Saturday, January 28, 2012
Friday, January 27, 2012
I am not who I was. Its so hard to escape that. So hard to break free of the me people have known me as and believe me to still be. I am not who I once was. God is so much more loving and powerful than that.
I will continue to grow. I will continually to be proven fully in need of Christ. Nothing without Him.
My mistakes… oh, how they threaten to define me. My wounds, cut so deep, that are still so raw, God will make those scars beautiful.
Who am I? What does Jesus think of me? THAT is what matters. Not what others think of me. Not what I think of me. But who JESUS says I am.
So, Jesus, continue to reveal Your love to me. I want to know nothing but that of Your praises and this big love You have for us broken souls, for Your treasure.
Thursday, January 26, 2012
Wednesday, January 25, 2012
Sunday, January 22, 2012
My heart broke twice today...
[ONE] A man, who most obviously did not have a home, found refuge from the bitter cold at Safeway today. For most the evening he slept hunched over in a chair of the sitting area (side note: this very same sitting area had be occupied by our powerless community for the last few days as they also sought warmth, wifi, & a plug in to charge their phones.) He wasn’t disturbing, or even unsettling any customers, as I could tell. And he had the kindest of eyes, I noticed, while I saw him awake for a time. His situation moved me with concern, certainly, but this man’s situation is not what broke my heart. Rather, it was the reaction of coworkers and supervisors, those that I have grown to care for, that upset me. I caught wind of the plan just in time. Rage’s little sister masked in my diplomatic disposition stopped them twenty feet before they went to awake him and ask him to leave. For “he’s not allowed to be sleeping here.” I urged them to leave him be, and warned them of the exposure dangers he’d be facing if they made him leave. They conceded, thankfully. But there was something in their natural lack of compassion that struck me pained.

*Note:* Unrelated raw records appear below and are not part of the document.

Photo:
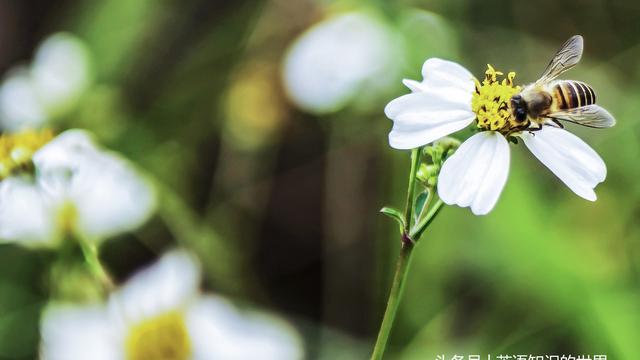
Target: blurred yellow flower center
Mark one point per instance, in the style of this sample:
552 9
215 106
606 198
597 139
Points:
17 149
164 337
491 103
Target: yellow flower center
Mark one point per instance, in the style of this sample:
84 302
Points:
17 149
164 337
491 102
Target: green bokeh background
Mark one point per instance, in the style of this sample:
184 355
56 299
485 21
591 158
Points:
282 206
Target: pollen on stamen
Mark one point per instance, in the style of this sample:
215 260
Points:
491 101
163 337
17 149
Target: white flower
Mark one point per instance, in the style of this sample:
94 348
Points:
160 313
77 188
342 59
59 74
449 99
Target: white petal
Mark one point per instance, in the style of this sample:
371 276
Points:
20 106
332 63
77 333
570 158
219 331
26 215
111 197
168 285
443 73
65 151
421 118
438 74
60 71
476 173
439 105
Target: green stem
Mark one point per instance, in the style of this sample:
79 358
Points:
402 266
399 279
417 231
408 211
91 258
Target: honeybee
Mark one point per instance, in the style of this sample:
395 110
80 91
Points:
548 100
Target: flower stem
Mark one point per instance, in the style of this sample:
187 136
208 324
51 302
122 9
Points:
408 211
399 279
417 231
402 266
91 258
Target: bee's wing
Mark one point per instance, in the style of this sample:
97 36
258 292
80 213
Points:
566 58
590 115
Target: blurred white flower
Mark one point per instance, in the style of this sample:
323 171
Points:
344 58
58 75
161 314
77 189
449 99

Aren’t we all a little like that sometimes? What if he were wearing a business suit, & fell asleep? Would he be asked to leave then? Perhaps, but I’m not sure he would.
To be completely honest, I don’t think I would have given this man much thought. Had it not been for Jesus, I may not have noticed HIM. A person. Jesus had been expressing to me today how much he cared for that man. How important this man was to Him. I needed to know how much Jesus cares for him, or I wouldn’t notice. I need to always be told that, about everyone. My coworkers, customers, those who seem to have it all together, and those who obviously don’t. I’m so thankful He told me that today.
[TWO] As I drove home, I had to slow as I noticed an animal crossing the dark empty road. As I approached, I saw it was a coyote. It was lost, and scared. That also broke my heart.
Wednesday, January 18, 2012
Thursday, January 12, 2012
"We are by no means a religious lot. On the contrary, we think the myth of a Christian religion is an incredible fallacy. We are a subversive movement of rebels and lovers with an insatiable desire to see the world’s wrongs righted, the world’s hungry fed, the world’s widows and orphans cared for and most of all to see that those with no joy and no love receive both to the point that their cup runs over. We believe that this is what Jesus is after, not unquestioning minions who conform to arbitrary rules and regulations, but a group of rescued lovers who are deeply loved and who love others."
Monday, January 9, 2012
I've been stuck. Stuck. Just plain stuck. For so long.
My boots were buried so far in the mud I thought I'd never be released.
But then, He mentioned - I don't really need those boots. In fact, I don't even like those boots anymore. They're ugly and they squish my toes. I'm just afraid I'd miss them anyways.
I started to pull my soggy feet free from those boots and the mud that had me stuck, but I'm still covered in mud. And its a long walk home.
But I'm not alone, and He says He's got a garden hose and a pair of shiny new boots for me.
Monday, January 2, 2012
Fear < Jesus
I think sometimes pain and fear cause us to curl up in a feral state of absence. Be as contradictory as that statement seems to be. Afraid to let anyone close, to inspect or heal our wounds, and distrusting all. At least, that's how I find it for myself. Survival by ignoring the pain until it slams me so absolute in the chest that I can no longer breathe, not realizing that all the while I wasn't breathing anyways. In that realization comes the feral lashing out, and then re-hibernation. I think by leaving it to time, or licking at my wounds by my own strength, that eventually, somehow, the pain will subside rather than overtake me. And instead of trusting the ultimate Healer to come in and heal me anew, I avoid His intimate touch and instead trust in myself - the very reason I'm afflicted by so much pain in the first place. I hold onto my pain with ferocity, matched and defeated only by the ferocity of His jealousy for me. Pain sucks, but fear intensifies it beyond anything but the love of Jesus can refute.